The above example contains a line at vector 0x71 with both VMK and COS devices, another line at vector 0x79 with both VMK and COS (in angle brackets), and a third line at vector 0x89 with both VMK and COS (in angle brackets). You can ignore the latter two lines with the COS devices in angle brackets, and focus on the line at vector 0x71.
Next, list the PCI device assignments (VMkernel or service console) for the shared interrupt lines.
This lists all PCI devices present in the machine. The output looks similar to this:
Bus:Sl.F Vend:Dvid Subv:Subd Type Vendor ISA/irq/Vec P M Module Name Spawned bus 000:00.0 8086:1a21 1028:0096 Host/PCI Intel C 000:01.0 8086:1a23 0000:0000 PCI/PCI Intel 001 C 000:30.0 8086:2418 0000:0000 PCI/PCI Intel 002 C 000:31.0 8086:2410 0000:0000 PCI/ISA Intel C 000:31.1 8086:2411 8086:2411 IDE Intel C 000:31.2 8086:2412 8086:2412 USB Intel 11/ 19/0x71 D C 000:31.3 8086:2413 8086:2413 SMBus Intel 11/ 17/0x79 B C 001:00.0 10de:0150 10de:002e Display NVidia 9/ 16/0x81 A C 002:04.0 10b7:9200 1028:0096 Ethernet 3Com 16/ 16/0x81 A C 002:06.0 1013:6003 1028:0096 Audio 0x1013 10/ 18/0x89 A C 002:09.0 8086:1229 8086:000c Ethernet Intel 11/ 17/0x79 A V e100 vmnic0 002:14.0 1011:0024 0000:0000 PCI/PCI DEC 003 C 003:10.0 9005:00cf 1028:0096 SCSI Adaptec 10/ 18/0x89 A V aic7xxx vmhba0 003:10.1 9005:00cf 1028:0096 SCSI Adaptec 11/ 19/0x71 B V aic7xxx vmhba1
Use the interrupt vectors of the shared interrupt lines to index into the output, and determine the assignment modes of the affected controllers. The interrupt vector is found in the ISA/irq/Vec column of the output. The assignment mode is found in the M column.
A mode value of C indicates the device is dedicated to the service console. V indicates the device is dedicated to the VMkernel. S indicates the device is shared between VMkernel and service console.
You are affected by the problem if you identify a group of controllers that share the same Vec number and both of these are true:
- One controller has mode C (managed by the service console).
- Another controller has mode V or S (managed by the VMkernel).
You are not affected by the problem if, for every group of controllers that share the same Vec number:
- All controllers in the group have mode C (assigned to the service console).
- All controllers in the group have mode V (assigned to the VMkernel).
- All controllers in the group have mode S (shared between the VMkernel and the service console, but managed by the VMkernel).
- Some controllers in the group have mode V and others have mode S.
To continue the example, the only interrupt vector of concern was 0x71, which is found in two rows of this output. The affected controllers are the Intel USB and the Adaptec SCSI controller, which share interrupt 19 and vector 0x71.
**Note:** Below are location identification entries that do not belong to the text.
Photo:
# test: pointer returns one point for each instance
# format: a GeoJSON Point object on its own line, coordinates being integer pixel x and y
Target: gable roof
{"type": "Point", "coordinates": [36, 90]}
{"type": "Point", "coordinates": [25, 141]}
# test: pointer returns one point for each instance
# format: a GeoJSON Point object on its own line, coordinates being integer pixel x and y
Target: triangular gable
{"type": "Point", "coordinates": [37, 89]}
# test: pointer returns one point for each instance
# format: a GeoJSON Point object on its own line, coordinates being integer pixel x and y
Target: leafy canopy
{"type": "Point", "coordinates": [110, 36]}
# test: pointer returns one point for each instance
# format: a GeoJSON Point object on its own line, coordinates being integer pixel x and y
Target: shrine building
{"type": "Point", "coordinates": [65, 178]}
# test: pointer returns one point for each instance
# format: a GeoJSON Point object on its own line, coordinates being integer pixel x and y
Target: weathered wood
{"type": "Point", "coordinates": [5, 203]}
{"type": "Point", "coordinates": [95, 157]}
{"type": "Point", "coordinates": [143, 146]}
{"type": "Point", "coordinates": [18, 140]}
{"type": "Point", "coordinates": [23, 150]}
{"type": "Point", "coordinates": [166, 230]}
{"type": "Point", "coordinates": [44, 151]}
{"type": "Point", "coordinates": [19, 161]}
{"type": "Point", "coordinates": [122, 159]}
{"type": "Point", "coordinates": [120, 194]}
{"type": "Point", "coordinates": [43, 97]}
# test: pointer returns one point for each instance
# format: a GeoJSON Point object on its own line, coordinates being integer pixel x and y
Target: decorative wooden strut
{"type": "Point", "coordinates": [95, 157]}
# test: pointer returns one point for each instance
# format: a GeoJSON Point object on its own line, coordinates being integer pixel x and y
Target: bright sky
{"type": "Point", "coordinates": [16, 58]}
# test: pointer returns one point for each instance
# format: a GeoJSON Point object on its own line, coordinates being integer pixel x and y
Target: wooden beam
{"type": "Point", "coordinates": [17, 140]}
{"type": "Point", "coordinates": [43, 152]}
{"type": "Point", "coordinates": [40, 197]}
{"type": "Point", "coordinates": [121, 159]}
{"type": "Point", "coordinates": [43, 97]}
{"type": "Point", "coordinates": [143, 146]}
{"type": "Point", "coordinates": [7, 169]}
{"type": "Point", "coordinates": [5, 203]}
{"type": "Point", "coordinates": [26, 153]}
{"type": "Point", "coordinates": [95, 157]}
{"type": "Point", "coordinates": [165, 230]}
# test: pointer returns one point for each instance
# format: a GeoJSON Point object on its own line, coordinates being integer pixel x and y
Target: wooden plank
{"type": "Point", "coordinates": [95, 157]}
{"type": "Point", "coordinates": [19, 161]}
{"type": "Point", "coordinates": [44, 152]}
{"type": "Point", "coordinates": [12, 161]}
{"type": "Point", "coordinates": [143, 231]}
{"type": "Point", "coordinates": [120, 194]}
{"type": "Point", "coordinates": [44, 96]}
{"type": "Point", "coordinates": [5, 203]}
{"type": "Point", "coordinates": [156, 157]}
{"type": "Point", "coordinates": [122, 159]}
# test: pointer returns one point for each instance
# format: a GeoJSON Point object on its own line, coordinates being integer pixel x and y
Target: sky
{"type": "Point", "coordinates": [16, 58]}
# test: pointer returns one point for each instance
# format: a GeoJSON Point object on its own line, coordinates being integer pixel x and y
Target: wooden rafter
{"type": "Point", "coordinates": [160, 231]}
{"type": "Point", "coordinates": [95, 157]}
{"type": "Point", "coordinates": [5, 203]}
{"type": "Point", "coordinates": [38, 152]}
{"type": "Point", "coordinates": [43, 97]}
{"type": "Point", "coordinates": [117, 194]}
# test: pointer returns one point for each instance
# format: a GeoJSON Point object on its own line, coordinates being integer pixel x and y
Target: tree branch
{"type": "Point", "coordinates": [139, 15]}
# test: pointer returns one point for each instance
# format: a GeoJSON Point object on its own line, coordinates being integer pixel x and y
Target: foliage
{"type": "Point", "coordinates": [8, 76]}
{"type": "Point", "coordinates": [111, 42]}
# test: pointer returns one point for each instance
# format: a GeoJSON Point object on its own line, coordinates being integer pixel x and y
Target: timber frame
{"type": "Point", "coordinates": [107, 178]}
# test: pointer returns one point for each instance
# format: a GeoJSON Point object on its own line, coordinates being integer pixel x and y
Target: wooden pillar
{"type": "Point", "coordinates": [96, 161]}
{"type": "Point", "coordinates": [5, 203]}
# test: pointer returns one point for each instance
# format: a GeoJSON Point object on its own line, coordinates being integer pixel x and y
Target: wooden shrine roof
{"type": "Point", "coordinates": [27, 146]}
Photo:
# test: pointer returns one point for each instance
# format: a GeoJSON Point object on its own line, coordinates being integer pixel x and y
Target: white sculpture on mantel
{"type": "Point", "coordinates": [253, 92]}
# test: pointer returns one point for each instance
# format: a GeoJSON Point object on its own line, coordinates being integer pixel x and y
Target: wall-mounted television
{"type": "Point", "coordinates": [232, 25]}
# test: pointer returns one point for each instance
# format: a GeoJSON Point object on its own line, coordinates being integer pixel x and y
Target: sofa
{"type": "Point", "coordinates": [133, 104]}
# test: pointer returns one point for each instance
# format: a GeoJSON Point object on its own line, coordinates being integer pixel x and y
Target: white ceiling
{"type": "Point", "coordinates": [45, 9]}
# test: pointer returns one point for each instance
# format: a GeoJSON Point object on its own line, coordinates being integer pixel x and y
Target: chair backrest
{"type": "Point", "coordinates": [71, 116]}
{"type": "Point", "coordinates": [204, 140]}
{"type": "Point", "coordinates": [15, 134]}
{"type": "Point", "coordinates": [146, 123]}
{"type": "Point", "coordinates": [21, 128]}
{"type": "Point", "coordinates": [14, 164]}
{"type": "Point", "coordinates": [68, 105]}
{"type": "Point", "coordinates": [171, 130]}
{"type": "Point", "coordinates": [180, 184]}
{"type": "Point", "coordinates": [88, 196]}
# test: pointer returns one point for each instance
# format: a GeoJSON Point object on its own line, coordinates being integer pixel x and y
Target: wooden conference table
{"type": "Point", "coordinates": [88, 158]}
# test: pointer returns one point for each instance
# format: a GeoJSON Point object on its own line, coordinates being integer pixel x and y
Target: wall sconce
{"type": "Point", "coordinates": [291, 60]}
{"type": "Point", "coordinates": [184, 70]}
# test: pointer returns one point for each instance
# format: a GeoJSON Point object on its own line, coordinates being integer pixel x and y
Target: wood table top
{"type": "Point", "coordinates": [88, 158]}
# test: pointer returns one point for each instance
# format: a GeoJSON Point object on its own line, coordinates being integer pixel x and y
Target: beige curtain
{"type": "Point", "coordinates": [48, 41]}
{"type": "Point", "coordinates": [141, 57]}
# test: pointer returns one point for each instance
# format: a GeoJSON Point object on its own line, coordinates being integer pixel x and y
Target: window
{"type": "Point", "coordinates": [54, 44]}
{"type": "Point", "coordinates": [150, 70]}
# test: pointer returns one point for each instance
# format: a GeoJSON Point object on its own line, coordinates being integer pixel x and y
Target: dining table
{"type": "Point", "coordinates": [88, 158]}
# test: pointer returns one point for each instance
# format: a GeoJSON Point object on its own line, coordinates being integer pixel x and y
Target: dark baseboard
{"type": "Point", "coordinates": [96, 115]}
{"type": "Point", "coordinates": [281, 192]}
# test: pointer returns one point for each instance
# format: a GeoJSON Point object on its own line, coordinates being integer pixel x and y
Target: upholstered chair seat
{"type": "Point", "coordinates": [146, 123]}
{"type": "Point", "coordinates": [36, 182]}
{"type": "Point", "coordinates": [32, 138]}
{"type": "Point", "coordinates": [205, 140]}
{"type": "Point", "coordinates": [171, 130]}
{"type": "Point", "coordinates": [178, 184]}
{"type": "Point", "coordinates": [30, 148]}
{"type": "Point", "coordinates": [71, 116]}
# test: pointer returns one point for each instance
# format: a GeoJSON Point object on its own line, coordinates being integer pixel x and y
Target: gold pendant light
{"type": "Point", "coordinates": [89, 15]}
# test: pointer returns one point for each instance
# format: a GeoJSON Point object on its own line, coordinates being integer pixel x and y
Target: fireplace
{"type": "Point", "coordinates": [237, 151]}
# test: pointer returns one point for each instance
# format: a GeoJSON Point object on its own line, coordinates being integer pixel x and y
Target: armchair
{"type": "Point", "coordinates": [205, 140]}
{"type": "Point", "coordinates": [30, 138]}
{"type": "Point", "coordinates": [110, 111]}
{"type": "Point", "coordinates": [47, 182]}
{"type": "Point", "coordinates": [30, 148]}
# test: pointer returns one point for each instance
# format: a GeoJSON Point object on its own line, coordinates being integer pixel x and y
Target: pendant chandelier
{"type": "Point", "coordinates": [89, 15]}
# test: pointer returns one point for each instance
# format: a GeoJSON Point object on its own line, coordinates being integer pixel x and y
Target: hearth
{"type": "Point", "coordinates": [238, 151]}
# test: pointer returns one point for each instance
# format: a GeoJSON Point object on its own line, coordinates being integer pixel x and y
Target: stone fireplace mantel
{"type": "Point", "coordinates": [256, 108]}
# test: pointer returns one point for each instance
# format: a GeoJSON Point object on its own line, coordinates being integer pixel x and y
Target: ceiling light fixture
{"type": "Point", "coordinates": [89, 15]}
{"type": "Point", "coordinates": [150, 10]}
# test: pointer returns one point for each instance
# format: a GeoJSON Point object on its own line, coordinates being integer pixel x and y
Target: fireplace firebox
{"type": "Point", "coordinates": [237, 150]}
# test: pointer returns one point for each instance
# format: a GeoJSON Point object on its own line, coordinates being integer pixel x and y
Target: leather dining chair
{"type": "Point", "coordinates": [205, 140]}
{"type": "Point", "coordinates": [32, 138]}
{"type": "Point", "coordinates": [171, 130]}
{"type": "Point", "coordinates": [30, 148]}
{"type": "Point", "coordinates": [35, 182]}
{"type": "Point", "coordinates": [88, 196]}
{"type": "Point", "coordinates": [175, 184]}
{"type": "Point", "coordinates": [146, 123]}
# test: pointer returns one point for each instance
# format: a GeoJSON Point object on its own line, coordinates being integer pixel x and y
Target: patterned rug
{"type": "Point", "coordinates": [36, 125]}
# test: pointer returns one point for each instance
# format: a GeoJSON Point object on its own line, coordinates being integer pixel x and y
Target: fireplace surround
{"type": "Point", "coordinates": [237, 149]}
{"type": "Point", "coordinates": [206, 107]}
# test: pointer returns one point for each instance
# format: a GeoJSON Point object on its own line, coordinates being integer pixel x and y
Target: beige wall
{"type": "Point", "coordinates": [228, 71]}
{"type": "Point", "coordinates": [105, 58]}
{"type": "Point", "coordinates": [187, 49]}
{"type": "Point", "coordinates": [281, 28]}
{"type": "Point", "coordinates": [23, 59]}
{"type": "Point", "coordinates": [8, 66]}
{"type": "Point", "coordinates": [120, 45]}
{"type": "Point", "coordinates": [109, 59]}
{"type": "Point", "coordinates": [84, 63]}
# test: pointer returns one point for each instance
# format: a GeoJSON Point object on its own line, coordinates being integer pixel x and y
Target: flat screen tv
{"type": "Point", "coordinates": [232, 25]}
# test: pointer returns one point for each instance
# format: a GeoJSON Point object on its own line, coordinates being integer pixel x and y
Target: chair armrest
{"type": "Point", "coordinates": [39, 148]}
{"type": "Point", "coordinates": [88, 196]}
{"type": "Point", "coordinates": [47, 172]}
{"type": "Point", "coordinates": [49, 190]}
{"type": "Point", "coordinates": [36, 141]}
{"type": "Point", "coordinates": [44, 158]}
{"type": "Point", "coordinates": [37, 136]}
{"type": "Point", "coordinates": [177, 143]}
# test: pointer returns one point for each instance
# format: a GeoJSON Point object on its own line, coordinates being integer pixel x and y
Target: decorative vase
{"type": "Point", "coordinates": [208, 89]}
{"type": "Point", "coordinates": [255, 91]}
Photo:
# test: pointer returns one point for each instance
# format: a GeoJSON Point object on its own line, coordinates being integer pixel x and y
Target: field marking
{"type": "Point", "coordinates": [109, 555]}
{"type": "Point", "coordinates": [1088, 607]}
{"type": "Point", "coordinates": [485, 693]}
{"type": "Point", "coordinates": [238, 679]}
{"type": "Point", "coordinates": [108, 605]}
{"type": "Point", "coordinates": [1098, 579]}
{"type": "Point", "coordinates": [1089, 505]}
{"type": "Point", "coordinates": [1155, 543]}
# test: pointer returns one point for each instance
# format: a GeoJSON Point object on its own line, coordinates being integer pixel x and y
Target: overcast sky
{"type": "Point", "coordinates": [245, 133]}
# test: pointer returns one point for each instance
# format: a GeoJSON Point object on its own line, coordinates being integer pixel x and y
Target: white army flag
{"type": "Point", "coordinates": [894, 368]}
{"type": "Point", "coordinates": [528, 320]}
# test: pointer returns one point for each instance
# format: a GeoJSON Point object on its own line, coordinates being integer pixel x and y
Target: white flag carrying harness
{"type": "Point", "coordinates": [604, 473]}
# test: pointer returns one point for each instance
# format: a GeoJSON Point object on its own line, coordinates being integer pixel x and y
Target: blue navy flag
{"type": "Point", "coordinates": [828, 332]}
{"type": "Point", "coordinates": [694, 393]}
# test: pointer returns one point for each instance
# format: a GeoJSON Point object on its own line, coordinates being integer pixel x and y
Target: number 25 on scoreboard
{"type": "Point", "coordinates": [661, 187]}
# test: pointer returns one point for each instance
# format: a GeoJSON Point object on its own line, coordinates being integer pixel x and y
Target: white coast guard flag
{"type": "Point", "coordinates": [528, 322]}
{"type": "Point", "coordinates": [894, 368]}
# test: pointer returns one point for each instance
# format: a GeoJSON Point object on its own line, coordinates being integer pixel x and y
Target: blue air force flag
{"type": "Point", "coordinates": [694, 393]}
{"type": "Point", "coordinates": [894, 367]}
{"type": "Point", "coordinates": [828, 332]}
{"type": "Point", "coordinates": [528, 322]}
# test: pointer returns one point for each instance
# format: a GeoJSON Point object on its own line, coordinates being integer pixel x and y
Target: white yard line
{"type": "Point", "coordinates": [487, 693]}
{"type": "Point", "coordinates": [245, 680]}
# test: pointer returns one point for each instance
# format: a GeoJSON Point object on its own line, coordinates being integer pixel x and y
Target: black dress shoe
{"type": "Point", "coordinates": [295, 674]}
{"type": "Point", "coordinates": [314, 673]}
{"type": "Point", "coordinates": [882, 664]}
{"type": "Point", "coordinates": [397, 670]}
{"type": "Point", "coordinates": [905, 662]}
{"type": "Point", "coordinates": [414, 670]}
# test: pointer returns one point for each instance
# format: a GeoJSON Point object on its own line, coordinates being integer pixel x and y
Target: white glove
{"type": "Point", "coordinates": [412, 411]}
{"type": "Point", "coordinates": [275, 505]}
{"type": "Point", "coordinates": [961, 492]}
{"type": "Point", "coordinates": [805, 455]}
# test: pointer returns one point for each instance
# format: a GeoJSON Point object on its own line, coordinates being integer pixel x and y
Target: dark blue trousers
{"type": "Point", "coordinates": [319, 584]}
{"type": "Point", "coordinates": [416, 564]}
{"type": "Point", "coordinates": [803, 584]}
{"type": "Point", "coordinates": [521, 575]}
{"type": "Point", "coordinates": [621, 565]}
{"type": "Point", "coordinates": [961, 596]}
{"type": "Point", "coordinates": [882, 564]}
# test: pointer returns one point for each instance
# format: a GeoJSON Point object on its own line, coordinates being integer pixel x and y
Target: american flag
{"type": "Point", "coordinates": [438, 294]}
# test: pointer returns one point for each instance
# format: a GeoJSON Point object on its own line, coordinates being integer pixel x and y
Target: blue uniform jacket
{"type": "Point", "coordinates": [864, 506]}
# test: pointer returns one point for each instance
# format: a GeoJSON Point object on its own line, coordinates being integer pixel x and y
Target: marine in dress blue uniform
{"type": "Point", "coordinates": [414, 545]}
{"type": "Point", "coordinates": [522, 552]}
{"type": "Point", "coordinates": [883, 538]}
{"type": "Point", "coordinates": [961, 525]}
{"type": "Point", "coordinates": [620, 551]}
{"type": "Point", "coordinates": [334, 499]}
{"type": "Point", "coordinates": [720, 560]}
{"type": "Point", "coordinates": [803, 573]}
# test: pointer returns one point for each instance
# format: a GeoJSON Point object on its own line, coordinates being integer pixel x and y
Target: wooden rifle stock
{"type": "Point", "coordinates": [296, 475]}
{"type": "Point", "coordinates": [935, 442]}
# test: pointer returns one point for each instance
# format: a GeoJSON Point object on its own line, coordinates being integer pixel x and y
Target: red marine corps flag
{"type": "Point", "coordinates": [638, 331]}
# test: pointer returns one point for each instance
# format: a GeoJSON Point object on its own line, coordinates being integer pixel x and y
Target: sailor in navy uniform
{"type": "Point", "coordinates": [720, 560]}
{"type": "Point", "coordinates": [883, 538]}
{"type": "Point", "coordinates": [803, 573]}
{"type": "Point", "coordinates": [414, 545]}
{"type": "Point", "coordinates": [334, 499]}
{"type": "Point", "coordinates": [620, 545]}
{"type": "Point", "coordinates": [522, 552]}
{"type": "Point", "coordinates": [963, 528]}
USB has mode C (meaning it is assigned to the service console), while vmhba1 has mode V (meaning it is assigned to the VMkernel). In this example, the controllers that share the interrupt line are managed by different entities. This is likely to impact performance.
What You Can Do About the Problem
If possible, avoid sharing an interrupt line among several controllers. If you can't avoid interrupt sharing, then configure ESX Server so that the controllers sharing an interrupt are all managed by the same entity.
Try the following:
- If a controller sharing the interrupt line is not used (such as USB), it should be disabled. This prevents its driver from loading.
- If two or more controllers share the same interrupt line, configure them to be managed by the same entity. This means doing one of the following:
- Dedicate them all to the service console.
- Dedicate them all to the VMkernel.
- Share them all between the VMkernel and the service console.
- Dedicate some to the VMkernel, and share some between the VMkernel and the service console.
- Alternatively, try moving a controller card to a different PCI slot; the interrupt line it uses is determined by its physical location. Be sure to recheck all controllers for interrupt sharing after making this change.